[proofplan]
We use the curve-class definition of tangent vectors. A tangent vector $v \in T_pM$ is represented by a smooth curve $\gamma$ through $p$, and the differential of a smooth map sends the class $[\gamma]$ to the class of the composed curve. Applying this definition first to $G \circ F$ and then separately to $F$ and $G$ gives the same curve class in $T_{G(F(p))}P$. The identity statement follows from the same definition because composing a curve with $\operatorname{id}_M$ leaves the curve unchanged.
[/proofplan]
[step:Evaluate both sides on an arbitrary tangent vector represented by a curve]

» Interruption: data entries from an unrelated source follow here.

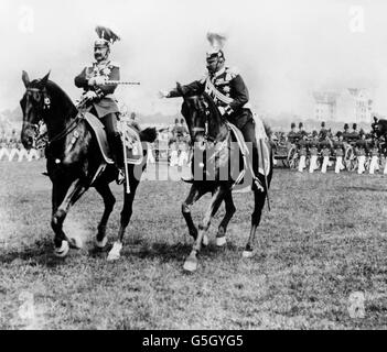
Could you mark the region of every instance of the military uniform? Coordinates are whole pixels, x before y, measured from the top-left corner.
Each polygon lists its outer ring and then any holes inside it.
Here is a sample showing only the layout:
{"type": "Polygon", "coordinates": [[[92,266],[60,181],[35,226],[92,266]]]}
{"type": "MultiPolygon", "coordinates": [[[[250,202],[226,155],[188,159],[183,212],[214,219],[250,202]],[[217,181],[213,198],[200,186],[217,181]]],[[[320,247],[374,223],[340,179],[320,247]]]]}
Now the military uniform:
{"type": "Polygon", "coordinates": [[[10,153],[8,152],[8,139],[4,133],[0,136],[0,162],[3,156],[9,157],[10,153]]]}
{"type": "MultiPolygon", "coordinates": [[[[254,123],[247,87],[235,68],[223,67],[214,75],[206,74],[182,89],[187,95],[201,95],[205,91],[217,107],[225,109],[227,120],[239,130],[244,130],[247,122],[254,123]]],[[[169,97],[180,97],[180,92],[173,89],[169,97]]]]}
{"type": "Polygon", "coordinates": [[[343,141],[334,141],[333,142],[333,150],[336,156],[336,165],[335,165],[335,173],[338,174],[342,169],[344,169],[343,165],[343,157],[345,153],[344,142],[343,141]]]}
{"type": "Polygon", "coordinates": [[[300,140],[301,135],[298,132],[290,131],[288,133],[288,142],[291,144],[297,144],[298,141],[300,140]]]}
{"type": "Polygon", "coordinates": [[[117,85],[103,85],[90,87],[88,80],[92,77],[105,77],[106,80],[119,80],[119,65],[106,61],[101,63],[94,62],[92,65],[86,66],[82,73],[75,77],[74,82],[78,88],[84,88],[85,92],[93,90],[97,95],[97,99],[92,101],[93,112],[99,118],[103,119],[110,113],[119,113],[119,108],[117,106],[117,99],[114,96],[114,92],[117,88],[117,85]]]}
{"type": "Polygon", "coordinates": [[[309,154],[310,154],[310,165],[309,165],[309,172],[312,174],[315,169],[318,169],[318,156],[319,156],[319,141],[318,138],[313,138],[309,142],[309,154]]]}
{"type": "Polygon", "coordinates": [[[112,81],[120,79],[119,65],[108,59],[110,45],[120,37],[110,29],[105,26],[97,26],[96,32],[99,36],[95,41],[95,53],[97,48],[106,48],[106,53],[100,53],[98,57],[95,54],[96,62],[84,67],[82,73],[75,77],[74,84],[78,88],[84,89],[86,98],[92,99],[86,101],[86,107],[90,107],[90,112],[94,113],[104,123],[108,144],[110,146],[111,156],[116,166],[119,168],[117,183],[123,182],[123,150],[120,134],[117,129],[117,118],[119,108],[114,92],[117,85],[105,85],[105,81],[112,81]],[[103,56],[104,55],[104,56],[103,56]],[[98,59],[100,58],[100,59],[98,59]],[[95,79],[94,79],[95,78],[95,79]],[[89,81],[94,81],[94,86],[89,81]],[[90,91],[94,92],[89,94],[90,91]]]}
{"type": "Polygon", "coordinates": [[[365,172],[365,158],[368,153],[368,145],[366,140],[358,140],[355,144],[356,147],[356,156],[358,161],[357,173],[363,174],[365,172]]]}
{"type": "Polygon", "coordinates": [[[369,148],[369,174],[374,174],[375,170],[379,169],[379,147],[377,142],[372,143],[372,147],[369,148]]]}
{"type": "Polygon", "coordinates": [[[299,172],[302,173],[307,167],[308,142],[301,138],[297,144],[300,155],[299,172]]]}
{"type": "Polygon", "coordinates": [[[332,154],[331,143],[327,140],[323,140],[320,142],[320,151],[323,156],[323,164],[321,166],[321,172],[323,174],[326,173],[327,165],[330,164],[330,156],[332,154]]]}
{"type": "MultiPolygon", "coordinates": [[[[235,68],[224,66],[213,75],[205,74],[200,80],[182,86],[184,95],[198,96],[206,92],[218,108],[224,110],[226,119],[243,133],[245,141],[252,146],[252,168],[258,174],[258,145],[255,121],[250,110],[248,89],[235,68]]],[[[180,97],[178,89],[172,89],[168,98],[180,97]]],[[[221,110],[221,109],[219,109],[221,110]]]]}

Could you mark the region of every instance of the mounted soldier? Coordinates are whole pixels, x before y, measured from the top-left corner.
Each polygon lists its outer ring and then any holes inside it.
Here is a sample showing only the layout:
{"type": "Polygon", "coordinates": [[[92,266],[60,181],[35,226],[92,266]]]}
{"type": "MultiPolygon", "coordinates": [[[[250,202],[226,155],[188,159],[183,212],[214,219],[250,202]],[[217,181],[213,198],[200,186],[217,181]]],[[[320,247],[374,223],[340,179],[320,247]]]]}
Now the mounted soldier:
{"type": "Polygon", "coordinates": [[[119,108],[114,96],[117,85],[107,84],[120,79],[119,65],[109,59],[110,45],[120,37],[105,26],[97,26],[96,32],[98,34],[98,38],[94,42],[96,61],[87,65],[75,77],[74,82],[76,87],[84,89],[82,103],[104,123],[111,155],[119,169],[117,183],[121,184],[125,179],[123,151],[117,129],[119,108]]]}
{"type": "Polygon", "coordinates": [[[325,122],[321,122],[321,130],[319,133],[319,139],[322,140],[322,138],[327,133],[327,130],[325,129],[325,122]]]}
{"type": "MultiPolygon", "coordinates": [[[[184,95],[206,92],[215,102],[221,114],[241,132],[247,144],[252,146],[252,168],[258,170],[258,144],[256,123],[249,105],[249,92],[236,68],[226,66],[223,45],[226,37],[217,33],[207,33],[211,50],[206,53],[207,73],[198,80],[182,86],[184,95]]],[[[160,91],[160,98],[181,97],[178,89],[160,91]]],[[[192,183],[193,177],[183,179],[192,183]]]]}
{"type": "Polygon", "coordinates": [[[295,144],[300,139],[300,134],[295,131],[295,123],[292,122],[290,124],[290,132],[288,133],[288,142],[291,144],[295,144]]]}

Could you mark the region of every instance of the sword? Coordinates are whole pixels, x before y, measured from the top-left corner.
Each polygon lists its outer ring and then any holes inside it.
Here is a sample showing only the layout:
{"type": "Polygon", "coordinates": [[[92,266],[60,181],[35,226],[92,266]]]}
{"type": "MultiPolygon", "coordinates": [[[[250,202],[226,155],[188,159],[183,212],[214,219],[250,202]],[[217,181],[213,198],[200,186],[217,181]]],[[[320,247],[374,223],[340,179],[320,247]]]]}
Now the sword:
{"type": "Polygon", "coordinates": [[[127,156],[127,139],[126,139],[126,133],[123,130],[123,139],[122,139],[122,146],[123,146],[123,166],[125,166],[125,179],[127,183],[127,194],[130,194],[130,185],[129,185],[129,174],[128,174],[128,156],[127,156]]]}
{"type": "Polygon", "coordinates": [[[140,86],[139,81],[107,80],[101,86],[140,86]]]}
{"type": "Polygon", "coordinates": [[[268,187],[268,177],[266,176],[266,165],[265,165],[265,157],[264,157],[262,139],[259,139],[259,144],[260,144],[260,154],[261,154],[261,157],[262,157],[262,168],[264,168],[265,186],[266,186],[266,198],[268,200],[268,209],[270,211],[269,187],[268,187]]]}

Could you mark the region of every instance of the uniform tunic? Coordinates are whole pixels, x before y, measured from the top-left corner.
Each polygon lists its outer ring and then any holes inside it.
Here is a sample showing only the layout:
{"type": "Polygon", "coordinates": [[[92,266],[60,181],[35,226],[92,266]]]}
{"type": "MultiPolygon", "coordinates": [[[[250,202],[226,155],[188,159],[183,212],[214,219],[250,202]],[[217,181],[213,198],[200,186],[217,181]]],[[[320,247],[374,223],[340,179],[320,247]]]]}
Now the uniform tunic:
{"type": "MultiPolygon", "coordinates": [[[[223,107],[227,120],[239,130],[252,119],[249,94],[247,87],[235,68],[224,67],[214,75],[206,74],[202,79],[182,86],[184,95],[209,95],[217,107],[223,107]]],[[[170,91],[169,97],[180,97],[176,89],[170,91]]]]}
{"type": "Polygon", "coordinates": [[[103,62],[103,63],[93,63],[90,66],[86,66],[82,73],[75,77],[74,82],[78,88],[84,88],[85,92],[93,90],[97,94],[97,99],[92,101],[97,117],[104,118],[109,113],[119,112],[117,106],[117,99],[114,96],[114,92],[117,88],[117,85],[104,85],[104,86],[94,86],[88,85],[88,80],[92,77],[103,76],[106,80],[119,80],[120,73],[119,66],[114,62],[103,62]]]}

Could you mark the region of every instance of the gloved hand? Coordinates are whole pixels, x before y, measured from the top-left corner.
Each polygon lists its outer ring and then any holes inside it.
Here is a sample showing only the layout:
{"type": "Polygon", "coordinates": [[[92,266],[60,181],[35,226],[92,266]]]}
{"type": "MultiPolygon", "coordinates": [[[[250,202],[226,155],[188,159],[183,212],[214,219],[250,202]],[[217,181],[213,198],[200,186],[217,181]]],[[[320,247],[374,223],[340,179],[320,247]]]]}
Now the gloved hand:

Fix $p \in M$. Let $v \in T_pM$ be arbitrary, and choose $\varepsilon > 0$ and a smooth curve
\begin{align*}
\gamma : (-\varepsilon,\varepsilon) \to M
\end{align*}
such that $\gamma(0)=p$ and $v=[\gamma]$ in the curve-class model of $T_pM$.
Define the smooth composition
\begin{align*}
H : M &\to P \\
x &\mapsto G(F(x)).
\end{align*}
By the definition of the differential using curve classes,
\begin{align*}
dH_p(v)=d(G\circ F)_p([\gamma])=[H\circ \gamma]=[G\circ F\circ \gamma].
\end{align*}
On the other hand, the differential of $F$ at $p$ sends
\begin{align*}
dF_p([\gamma])=[F\circ \gamma]\in T_{F(p)}N,
\end{align*}
because $(F\circ \gamma)(0)=F(p)$. Applying the differential of $G$ at $F(p)$ gives
\begin{align*}
dG_{F(p)}(dF_p([\gamma]))
= dG_{F(p)}([F\circ \gamma])
= [G\circ F\circ \gamma].
\end{align*}
Thus
\begin{align*}
d(G\circ F)_p(v)=\bigl(dG_{F(p)}\circ dF_p\bigr)(v).
\end{align*}
[guided]
We prove equality of two linear maps
\begin{align*}
d(G\circ F)_p,\quad dG_{F(p)}\circ dF_p : T_pM \to T_{G(F(p))}P
\end{align*}
by evaluating them on an arbitrary tangent vector. In the curve-class model, a vector $v \in T_pM$ is represented by a smooth curve through $p$. Thus choose $\varepsilon > 0$ and a smooth curve
\begin{align*}
\gamma : (-\varepsilon,\varepsilon) \to M
\end{align*}
with $\gamma(0)=p$ and $v=[\gamma]$.
Let
\begin{align*}
H : M &\to P \\
x &\mapsto G(F(x))
\end{align*}
denote the composition $G\circ F$. By definition, the differential of $H$ sends the curve class $[\gamma]$ to the curve class of $H\circ\gamma$. Therefore
\begin{align*}
d(G\circ F)_p(v)
= dH_p([\gamma])
= [H\circ \gamma]
= [G\circ F\circ \gamma].
\end{align*}
Now evaluate the right-hand side. First, the differential of $F$ sends $[\gamma]$ to the tangent vector represented by the curve $F\circ\gamma$:
\begin{align*}
dF_p([\gamma])=[F\circ \gamma].
\end{align*}
This class lies in $T_{F(p)}N$ because
\begin{align*}
(F\circ\gamma)(0)=F(\gamma(0))=F(p).
\end{align*}
Next, applying $dG_{F(p)}$ sends this class to the class of the further composition with $G$:
\begin{align*}
dG_{F(p)}(dF_p([\gamma]))
= dG_{F(p)}([F\circ \gamma])
= [G\circ F\circ \gamma].
\end{align*}
Both sides therefore send the same arbitrary vector $v=[\gamma]$ to the same element $[G\circ F\circ \gamma]$ of $T_{G(F(p))}P$.
[/guided]
[/step]
[step:Conclude equality of the two differentials]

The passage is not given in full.